I tried to delete the folder in which the neo4j graph (.db) files are saved (/tmp/neo4j-graph by default). Even after doing this, Rexster returns results to gremlin queries (like before neo4j-graph was deleted).I guess this is because the graph is being cached when the Rexster server starts. As progression from the above step I first shutdown the graph

localhost:8182/graphs/neo4jsample/tp/gremlin?script=g.shutdown();

.. and then delete 'neo4j-graph' folder. Then I try to make a new graph folder with

localhost:8182/graphs/neo4jsample/tp/gremlin?script=g = new Neo4jGraph('/tmp/neo4j-graph')

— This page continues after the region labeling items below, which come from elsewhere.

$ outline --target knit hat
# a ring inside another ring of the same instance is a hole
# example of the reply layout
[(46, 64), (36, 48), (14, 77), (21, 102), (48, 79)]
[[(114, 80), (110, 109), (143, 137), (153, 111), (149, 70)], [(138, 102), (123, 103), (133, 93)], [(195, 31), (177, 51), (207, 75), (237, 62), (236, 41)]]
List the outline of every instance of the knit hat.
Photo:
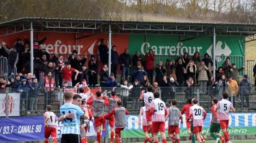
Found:
[(248, 78), (248, 75), (244, 75), (243, 76), (246, 79)]
[(174, 81), (174, 79), (173, 77), (171, 77), (170, 78), (170, 82)]

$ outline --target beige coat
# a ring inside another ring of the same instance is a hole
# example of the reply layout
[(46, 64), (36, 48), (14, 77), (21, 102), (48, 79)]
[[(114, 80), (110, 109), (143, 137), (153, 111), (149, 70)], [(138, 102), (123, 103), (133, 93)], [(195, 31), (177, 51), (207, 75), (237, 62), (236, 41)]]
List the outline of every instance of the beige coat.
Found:
[(205, 66), (200, 66), (198, 67), (199, 74), (198, 75), (198, 81), (208, 81), (208, 78), (207, 76), (207, 71), (208, 67)]

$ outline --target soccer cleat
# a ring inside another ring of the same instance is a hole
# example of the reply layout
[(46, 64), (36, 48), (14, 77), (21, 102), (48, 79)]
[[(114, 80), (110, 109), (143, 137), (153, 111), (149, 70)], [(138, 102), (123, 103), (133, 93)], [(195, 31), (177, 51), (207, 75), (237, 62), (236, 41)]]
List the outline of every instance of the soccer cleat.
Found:
[(221, 139), (218, 138), (216, 139), (216, 143), (219, 143), (219, 142), (221, 140)]

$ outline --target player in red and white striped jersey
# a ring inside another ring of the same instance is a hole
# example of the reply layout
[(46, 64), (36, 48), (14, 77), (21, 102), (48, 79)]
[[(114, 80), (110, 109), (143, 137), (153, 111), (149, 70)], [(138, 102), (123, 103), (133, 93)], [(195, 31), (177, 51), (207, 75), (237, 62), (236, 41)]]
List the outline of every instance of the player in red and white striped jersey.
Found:
[(49, 139), (50, 136), (53, 138), (53, 141), (54, 143), (57, 143), (57, 130), (55, 123), (57, 121), (56, 115), (53, 112), (51, 112), (52, 106), (50, 105), (46, 105), (46, 112), (44, 114), (44, 143), (49, 142)]
[(138, 125), (139, 126), (141, 125), (141, 116), (142, 117), (142, 128), (143, 129), (144, 135), (145, 136), (145, 140), (144, 140), (144, 143), (146, 143), (148, 142), (150, 143), (151, 141), (151, 139), (148, 134), (148, 126), (147, 123), (147, 119), (146, 118), (145, 106), (143, 106), (141, 108), (140, 114), (139, 115), (139, 122), (138, 122)]
[(154, 100), (150, 104), (150, 114), (152, 116), (152, 130), (154, 143), (158, 143), (157, 134), (160, 132), (162, 136), (162, 142), (167, 143), (165, 136), (165, 116), (167, 115), (167, 109), (165, 103), (161, 101), (159, 97), (160, 94), (158, 92), (153, 93)]
[(199, 143), (204, 143), (204, 140), (201, 138), (200, 134), (207, 113), (203, 107), (197, 105), (197, 99), (193, 99), (192, 102), (193, 105), (190, 108), (190, 116), (193, 119), (194, 133), (195, 134)]
[(141, 96), (139, 98), (139, 100), (142, 100), (142, 99), (145, 104), (145, 109), (146, 112), (146, 118), (148, 123), (148, 128), (150, 132), (152, 131), (152, 118), (150, 114), (150, 103), (154, 100), (154, 95), (153, 94), (153, 87), (151, 85), (149, 85), (147, 87), (147, 92), (144, 93), (145, 91), (142, 90)]
[(218, 117), (220, 120), (220, 124), (221, 129), (225, 137), (225, 142), (231, 143), (230, 139), (230, 136), (228, 133), (229, 127), (229, 121), (230, 120), (230, 112), (235, 111), (231, 102), (228, 101), (229, 94), (227, 93), (223, 93), (222, 94), (222, 100), (218, 102), (216, 105), (215, 110), (220, 111), (220, 116)]

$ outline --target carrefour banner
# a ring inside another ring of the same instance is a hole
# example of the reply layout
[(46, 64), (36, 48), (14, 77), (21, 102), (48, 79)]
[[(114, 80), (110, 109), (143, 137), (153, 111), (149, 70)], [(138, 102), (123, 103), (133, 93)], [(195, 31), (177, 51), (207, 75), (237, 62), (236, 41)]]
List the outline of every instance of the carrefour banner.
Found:
[[(25, 142), (44, 140), (44, 117), (38, 116), (26, 118), (0, 118), (0, 143)], [(94, 120), (89, 122), (87, 136), (93, 137), (97, 135), (94, 126)], [(56, 122), (57, 138), (61, 137), (61, 129), (63, 124)], [(106, 135), (106, 131), (102, 132), (102, 136)]]
[[(204, 122), (203, 133), (209, 134), (211, 114), (208, 114)], [(185, 118), (185, 115), (183, 118)], [(126, 116), (128, 125), (122, 132), (122, 138), (143, 138), (142, 126), (138, 125), (138, 116)], [(230, 117), (229, 132), (231, 135), (256, 135), (256, 114), (231, 114)], [(185, 122), (180, 124), (180, 135), (188, 136)], [(168, 122), (165, 122), (166, 133), (168, 134)], [(222, 133), (221, 132), (221, 133)]]

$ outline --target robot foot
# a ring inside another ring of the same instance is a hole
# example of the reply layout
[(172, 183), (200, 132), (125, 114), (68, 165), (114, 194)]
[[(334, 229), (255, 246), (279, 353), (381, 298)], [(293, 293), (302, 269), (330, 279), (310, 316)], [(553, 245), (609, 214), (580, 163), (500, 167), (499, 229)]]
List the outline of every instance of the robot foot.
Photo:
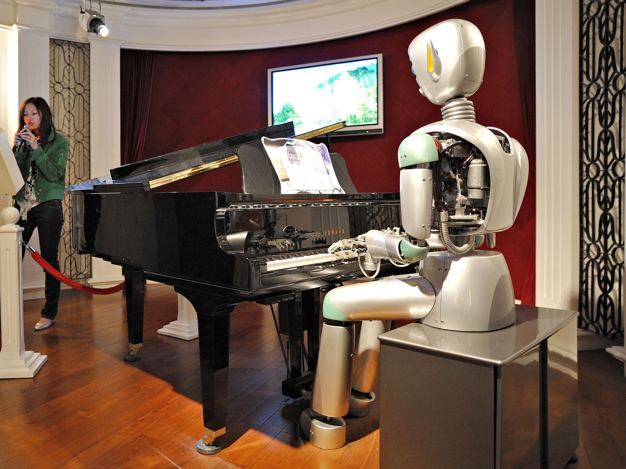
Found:
[(369, 413), (376, 395), (374, 393), (361, 393), (352, 390), (350, 393), (350, 410), (348, 413), (353, 417), (364, 417)]
[(346, 444), (346, 421), (341, 417), (327, 417), (307, 409), (300, 415), (300, 428), (313, 446), (322, 450)]

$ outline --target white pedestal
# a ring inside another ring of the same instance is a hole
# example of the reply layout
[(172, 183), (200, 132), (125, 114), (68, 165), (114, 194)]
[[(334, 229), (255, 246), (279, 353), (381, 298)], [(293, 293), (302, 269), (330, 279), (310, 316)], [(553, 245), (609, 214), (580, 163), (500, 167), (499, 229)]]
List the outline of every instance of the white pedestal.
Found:
[(8, 207), (2, 211), (0, 226), (0, 378), (33, 378), (48, 360), (24, 350), (24, 307), (22, 303), (22, 253), (24, 228), (15, 224), (19, 213)]
[(191, 340), (198, 336), (198, 314), (187, 299), (178, 295), (178, 317), (156, 331), (159, 334)]

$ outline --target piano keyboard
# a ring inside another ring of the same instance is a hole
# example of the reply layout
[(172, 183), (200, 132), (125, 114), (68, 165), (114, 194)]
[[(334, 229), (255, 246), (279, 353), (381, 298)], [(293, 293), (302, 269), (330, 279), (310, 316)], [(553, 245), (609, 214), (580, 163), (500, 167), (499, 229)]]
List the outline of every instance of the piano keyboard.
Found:
[(285, 255), (284, 256), (277, 256), (279, 258), (284, 257), (284, 258), (275, 258), (268, 260), (265, 265), (265, 271), (270, 272), (274, 270), (289, 269), (292, 267), (322, 264), (357, 257), (356, 253), (352, 251), (334, 253), (333, 254), (329, 254), (327, 251), (314, 254), (308, 253), (312, 251), (297, 253), (301, 255), (293, 255), (292, 254), (291, 255)]

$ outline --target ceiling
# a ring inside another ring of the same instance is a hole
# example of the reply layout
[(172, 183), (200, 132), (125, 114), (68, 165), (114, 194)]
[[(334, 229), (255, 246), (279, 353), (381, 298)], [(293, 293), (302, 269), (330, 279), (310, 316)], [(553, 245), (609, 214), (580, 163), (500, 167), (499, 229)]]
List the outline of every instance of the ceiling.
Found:
[(202, 9), (227, 10), (237, 8), (267, 8), (285, 4), (312, 3), (317, 0), (101, 0), (93, 1), (124, 6), (139, 6), (144, 8)]

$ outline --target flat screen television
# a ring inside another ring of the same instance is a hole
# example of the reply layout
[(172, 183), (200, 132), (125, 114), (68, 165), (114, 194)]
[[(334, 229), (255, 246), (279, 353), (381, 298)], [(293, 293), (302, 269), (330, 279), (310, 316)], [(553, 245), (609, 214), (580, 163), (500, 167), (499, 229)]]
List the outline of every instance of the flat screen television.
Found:
[(341, 121), (333, 135), (381, 134), (382, 54), (267, 71), (269, 125), (294, 121), (296, 134)]

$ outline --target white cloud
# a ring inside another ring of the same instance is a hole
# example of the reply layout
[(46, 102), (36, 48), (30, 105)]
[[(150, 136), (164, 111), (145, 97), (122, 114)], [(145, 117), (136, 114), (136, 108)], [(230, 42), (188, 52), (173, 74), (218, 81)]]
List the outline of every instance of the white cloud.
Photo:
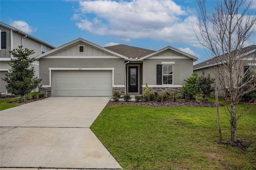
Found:
[(188, 53), (188, 54), (190, 54), (192, 55), (197, 57), (198, 58), (200, 57), (200, 55), (195, 53), (194, 51), (191, 50), (191, 49), (189, 48), (178, 48), (178, 49), (179, 49), (180, 51), (182, 51), (183, 52), (185, 52), (185, 53)]
[[(79, 6), (80, 12), (73, 18), (78, 20), (76, 25), (82, 30), (114, 35), (128, 41), (151, 38), (198, 44), (192, 26), (193, 23), (197, 27), (194, 12), (185, 10), (171, 0), (85, 1), (80, 1)], [(86, 16), (91, 14), (96, 16)]]
[(32, 32), (36, 31), (36, 28), (29, 26), (28, 23), (24, 21), (12, 21), (10, 25), (28, 34), (31, 34)]
[(110, 42), (109, 43), (106, 43), (105, 44), (105, 47), (108, 47), (110, 46), (113, 46), (113, 45), (119, 45), (120, 44), (119, 43), (113, 43), (112, 42)]

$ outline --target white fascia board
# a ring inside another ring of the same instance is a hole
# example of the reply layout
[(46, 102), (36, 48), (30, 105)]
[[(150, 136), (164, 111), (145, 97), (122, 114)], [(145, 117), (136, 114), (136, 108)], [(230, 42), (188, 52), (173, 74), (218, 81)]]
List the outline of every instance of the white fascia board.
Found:
[(113, 85), (112, 87), (124, 87), (124, 85)]
[(191, 59), (191, 58), (185, 56), (153, 56), (150, 57), (147, 59)]
[(67, 43), (65, 44), (61, 45), (57, 48), (52, 49), (52, 50), (50, 50), (48, 52), (47, 52), (45, 53), (44, 53), (42, 54), (41, 54), (40, 55), (38, 56), (37, 57), (36, 57), (36, 59), (37, 59), (46, 56), (50, 55), (52, 54), (53, 54), (54, 53), (56, 53), (58, 51), (61, 51), (62, 49), (63, 49), (66, 48), (67, 47), (68, 47), (70, 45), (77, 44), (79, 42), (82, 42), (88, 44), (93, 47), (95, 47), (96, 48), (99, 49), (103, 51), (105, 51), (108, 53), (110, 53), (112, 54), (114, 54), (115, 55), (117, 55), (121, 58), (123, 58), (124, 59), (126, 59), (127, 60), (128, 59), (128, 58), (127, 57), (125, 57), (125, 56), (121, 55), (121, 54), (120, 54), (116, 52), (114, 52), (114, 51), (112, 51), (110, 50), (109, 49), (107, 49), (106, 48), (104, 48), (99, 45), (95, 44), (94, 43), (93, 43), (91, 42), (88, 42), (88, 41), (86, 41), (85, 40), (83, 39), (82, 38), (79, 38), (78, 39), (75, 40), (74, 41), (72, 41), (71, 42), (70, 42), (68, 43)]
[(51, 59), (115, 59), (120, 58), (116, 56), (47, 56), (44, 58)]
[(49, 68), (49, 70), (114, 70), (114, 68)]
[[(182, 87), (182, 85), (148, 85), (149, 87)], [(142, 85), (142, 87), (146, 87), (146, 85)]]
[(162, 64), (175, 64), (175, 62), (161, 62)]
[(172, 47), (170, 46), (168, 46), (165, 48), (164, 48), (162, 49), (161, 49), (158, 51), (157, 51), (156, 52), (154, 52), (153, 53), (151, 53), (151, 54), (150, 54), (148, 55), (146, 55), (143, 57), (142, 57), (141, 58), (140, 58), (140, 59), (138, 59), (138, 60), (140, 61), (140, 60), (142, 60), (143, 59), (146, 59), (147, 58), (148, 58), (149, 57), (152, 57), (154, 55), (155, 55), (159, 53), (161, 53), (162, 52), (164, 51), (167, 50), (167, 49), (170, 49), (172, 51), (174, 51), (175, 52), (176, 52), (178, 53), (181, 53), (184, 55), (185, 55), (186, 56), (187, 56), (188, 57), (189, 57), (190, 58), (191, 58), (192, 59), (193, 59), (193, 61), (197, 61), (198, 60), (198, 57), (196, 57), (194, 56), (194, 55), (192, 55), (190, 54), (188, 54), (186, 53), (185, 53), (185, 52), (183, 52), (182, 51), (180, 51), (180, 50), (178, 50), (178, 49), (176, 49), (175, 48), (174, 48), (173, 47)]
[(11, 58), (0, 58), (0, 61), (10, 61)]

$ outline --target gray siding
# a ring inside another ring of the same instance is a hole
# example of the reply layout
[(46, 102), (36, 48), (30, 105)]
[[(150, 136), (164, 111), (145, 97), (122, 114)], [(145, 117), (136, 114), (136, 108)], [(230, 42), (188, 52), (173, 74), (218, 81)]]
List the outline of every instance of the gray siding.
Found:
[(156, 85), (156, 65), (162, 62), (175, 62), (174, 64), (174, 85), (185, 83), (184, 79), (193, 73), (192, 59), (146, 59), (143, 61), (142, 84)]
[[(16, 49), (18, 46), (22, 45), (22, 38), (24, 36), (19, 34), (13, 32), (13, 48)], [(42, 44), (46, 46), (46, 52), (47, 52), (52, 49), (52, 48), (48, 46), (45, 44)], [(41, 43), (31, 39), (28, 37), (23, 38), (23, 47), (28, 48), (30, 50), (33, 50), (35, 53), (32, 54), (31, 57), (36, 57), (41, 54)]]
[[(84, 45), (84, 53), (79, 53), (79, 45)], [(52, 56), (96, 56), (113, 55), (100, 49), (93, 47), (88, 44), (80, 43), (69, 47), (60, 51), (58, 51)]]
[(6, 48), (0, 50), (0, 57), (10, 58), (11, 53), (9, 52), (11, 51), (11, 30), (3, 26), (0, 26), (0, 30), (2, 32), (6, 32)]
[(174, 57), (174, 56), (182, 56), (180, 54), (175, 53), (174, 51), (170, 50), (165, 51), (162, 53), (159, 53), (157, 55), (155, 55), (155, 56), (157, 57)]
[(39, 78), (42, 85), (49, 85), (49, 68), (114, 68), (114, 84), (124, 85), (124, 62), (123, 59), (39, 59)]

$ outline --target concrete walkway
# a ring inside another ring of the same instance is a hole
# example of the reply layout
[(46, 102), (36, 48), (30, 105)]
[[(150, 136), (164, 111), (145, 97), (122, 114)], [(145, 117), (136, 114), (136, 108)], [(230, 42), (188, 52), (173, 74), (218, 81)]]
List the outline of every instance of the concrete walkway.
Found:
[(51, 97), (1, 111), (0, 166), (122, 168), (89, 128), (110, 99)]

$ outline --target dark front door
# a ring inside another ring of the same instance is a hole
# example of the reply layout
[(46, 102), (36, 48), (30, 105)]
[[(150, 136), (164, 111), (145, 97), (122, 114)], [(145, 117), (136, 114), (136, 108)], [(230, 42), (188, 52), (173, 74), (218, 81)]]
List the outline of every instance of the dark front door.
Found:
[(138, 93), (138, 67), (128, 67), (128, 93)]

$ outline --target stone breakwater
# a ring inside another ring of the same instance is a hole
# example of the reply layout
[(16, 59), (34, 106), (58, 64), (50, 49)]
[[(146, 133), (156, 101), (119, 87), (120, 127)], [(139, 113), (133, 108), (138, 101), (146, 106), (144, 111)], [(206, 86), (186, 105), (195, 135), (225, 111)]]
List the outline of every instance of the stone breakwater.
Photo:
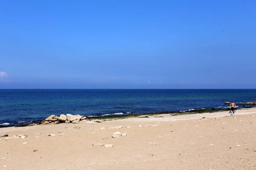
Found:
[(86, 117), (83, 117), (78, 114), (73, 115), (70, 114), (67, 114), (65, 115), (62, 114), (59, 116), (53, 114), (41, 122), (41, 124), (57, 124), (62, 123), (78, 123), (80, 121), (86, 119)]
[[(230, 105), (231, 103), (229, 102), (225, 102), (224, 104), (225, 105)], [(250, 102), (247, 103), (242, 103), (240, 102), (239, 103), (235, 103), (236, 105), (256, 105), (256, 102)]]

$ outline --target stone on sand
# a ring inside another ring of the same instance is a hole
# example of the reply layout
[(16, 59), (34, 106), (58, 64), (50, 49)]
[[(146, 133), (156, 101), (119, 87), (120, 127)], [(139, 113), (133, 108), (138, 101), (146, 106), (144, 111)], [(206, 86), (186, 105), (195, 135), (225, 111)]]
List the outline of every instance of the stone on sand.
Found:
[(61, 114), (61, 116), (60, 116), (60, 117), (58, 119), (61, 121), (66, 121), (66, 120), (67, 120), (67, 116)]
[(95, 143), (93, 144), (93, 146), (104, 146), (104, 144), (101, 144), (101, 143)]
[(72, 121), (72, 123), (78, 123), (80, 122), (80, 119), (76, 119)]
[(105, 144), (104, 146), (106, 147), (113, 147), (113, 145), (112, 144)]
[(55, 115), (54, 115), (54, 114), (52, 114), (52, 115), (50, 116), (49, 116), (48, 117), (46, 118), (45, 120), (46, 121), (49, 121), (49, 119), (51, 119), (53, 118), (55, 116)]

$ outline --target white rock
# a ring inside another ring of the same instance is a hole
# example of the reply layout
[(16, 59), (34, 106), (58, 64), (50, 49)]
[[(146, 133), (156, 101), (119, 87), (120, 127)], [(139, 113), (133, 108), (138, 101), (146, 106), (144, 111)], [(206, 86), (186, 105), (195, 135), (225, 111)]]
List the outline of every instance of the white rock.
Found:
[(114, 134), (112, 135), (112, 138), (118, 138), (119, 137), (119, 135), (116, 135), (115, 134)]
[(104, 146), (104, 144), (101, 144), (101, 143), (95, 143), (93, 144), (93, 146)]
[(78, 123), (80, 122), (79, 119), (74, 120), (72, 121), (72, 123)]
[(83, 116), (81, 116), (79, 115), (72, 115), (70, 114), (67, 114), (67, 117), (69, 117), (69, 119), (70, 122), (72, 122), (73, 121), (75, 120), (76, 119), (79, 119), (80, 120), (82, 117)]
[(106, 147), (113, 147), (113, 145), (112, 144), (105, 144), (104, 146)]
[(121, 134), (121, 135), (122, 136), (126, 136), (126, 135), (127, 135), (127, 133), (122, 133), (122, 134)]
[(122, 128), (123, 127), (123, 126), (117, 126), (117, 127), (115, 127), (115, 129), (119, 129), (120, 128)]
[(61, 114), (61, 116), (60, 116), (59, 120), (61, 120), (61, 121), (65, 121), (67, 120), (67, 116)]

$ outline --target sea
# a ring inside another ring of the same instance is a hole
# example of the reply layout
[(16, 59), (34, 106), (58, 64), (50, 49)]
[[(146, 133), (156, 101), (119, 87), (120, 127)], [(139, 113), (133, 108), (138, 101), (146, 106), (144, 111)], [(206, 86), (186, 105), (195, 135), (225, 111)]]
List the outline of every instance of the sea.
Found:
[(233, 100), (255, 101), (256, 89), (0, 89), (0, 126), (36, 122), (52, 114), (181, 113), (228, 108), (224, 102)]

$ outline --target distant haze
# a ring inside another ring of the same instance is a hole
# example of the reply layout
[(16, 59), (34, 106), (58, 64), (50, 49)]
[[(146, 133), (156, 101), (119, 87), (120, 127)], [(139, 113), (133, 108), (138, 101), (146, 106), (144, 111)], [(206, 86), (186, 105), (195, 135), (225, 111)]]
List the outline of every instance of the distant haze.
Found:
[(256, 1), (0, 6), (0, 88), (256, 87)]

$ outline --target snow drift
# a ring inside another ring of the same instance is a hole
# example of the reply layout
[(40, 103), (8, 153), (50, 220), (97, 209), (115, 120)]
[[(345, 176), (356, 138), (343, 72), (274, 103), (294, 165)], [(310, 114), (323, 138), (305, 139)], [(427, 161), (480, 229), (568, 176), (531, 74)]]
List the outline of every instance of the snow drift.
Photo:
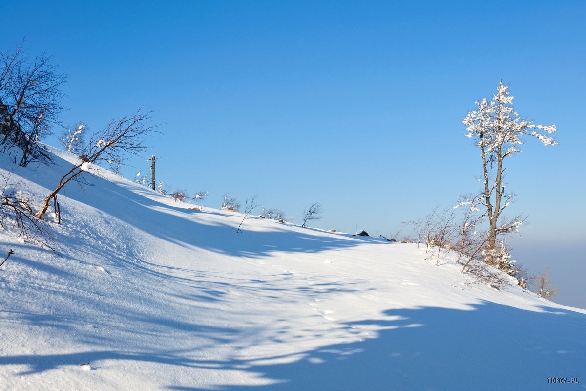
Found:
[[(0, 168), (40, 200), (74, 159), (50, 150)], [(60, 195), (56, 252), (0, 231), (0, 389), (585, 388), (582, 310), (469, 284), (416, 244), (259, 218), (237, 233), (241, 215), (88, 169)]]

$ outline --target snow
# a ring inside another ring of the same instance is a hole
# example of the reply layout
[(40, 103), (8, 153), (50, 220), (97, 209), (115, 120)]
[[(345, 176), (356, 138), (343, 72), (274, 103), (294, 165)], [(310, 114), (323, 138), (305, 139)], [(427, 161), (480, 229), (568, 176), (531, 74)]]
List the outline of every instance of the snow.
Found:
[[(40, 200), (75, 157), (2, 171)], [(35, 168), (36, 169), (35, 169)], [(94, 171), (94, 168), (96, 168)], [(93, 166), (56, 253), (0, 231), (0, 388), (551, 390), (586, 311), (471, 284), (424, 246), (174, 202)], [(100, 175), (98, 176), (97, 175)], [(4, 256), (2, 257), (4, 258)], [(4, 387), (4, 388), (3, 388)]]

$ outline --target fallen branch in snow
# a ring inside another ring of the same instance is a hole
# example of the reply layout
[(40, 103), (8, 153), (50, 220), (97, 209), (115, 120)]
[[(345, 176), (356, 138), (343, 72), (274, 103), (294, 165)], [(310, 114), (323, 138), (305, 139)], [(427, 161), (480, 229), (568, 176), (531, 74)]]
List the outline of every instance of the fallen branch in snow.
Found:
[(246, 203), (244, 206), (244, 217), (242, 218), (242, 221), (241, 221), (240, 223), (238, 225), (238, 229), (236, 230), (237, 233), (242, 231), (242, 230), (240, 229), (240, 227), (242, 226), (242, 223), (244, 222), (244, 220), (246, 220), (246, 217), (248, 216), (250, 212), (253, 211), (253, 209), (258, 206), (258, 204), (255, 202), (256, 198), (257, 196), (255, 195), (253, 196), (250, 198), (246, 199)]
[(10, 251), (8, 251), (8, 255), (6, 256), (6, 258), (4, 259), (4, 260), (2, 261), (2, 263), (0, 263), (0, 267), (2, 267), (2, 266), (4, 264), (4, 263), (6, 262), (8, 259), (10, 258), (10, 256), (13, 254), (14, 254), (14, 251), (12, 251), (12, 249), (11, 249)]

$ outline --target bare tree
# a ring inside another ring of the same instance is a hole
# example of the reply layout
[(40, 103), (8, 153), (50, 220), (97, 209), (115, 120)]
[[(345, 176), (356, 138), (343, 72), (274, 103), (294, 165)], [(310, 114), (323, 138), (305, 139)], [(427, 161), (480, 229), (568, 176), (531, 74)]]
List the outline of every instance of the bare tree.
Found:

sticking to this location as this is configured in 'rexster.xml'. There is a new 'neo4j-graph' folder now created with all Neo4j '.db' files created. Any gremlin query with g (g.V.map(), g.addVertex([name:"John Doe",age:50])) now throws errors, of which the one that I found intelligible is -

 org.neo4j.graphdb.TransactionFailureException: Database is currently not available. No blocking components

Is there any way to get 'g' working well again in such a case (without restarting Rexster)?
Is there a faster way of deleting the whole graph than the ones I have mentioned?


Solution

  • You are doing it the right way, with shutdown()and data directory deletion. Note that even Neo4j Server works in that fashion (requiring shutdown). Unfortunately that requires a Rexster restart to regenerate the Neo4j graph as fresh.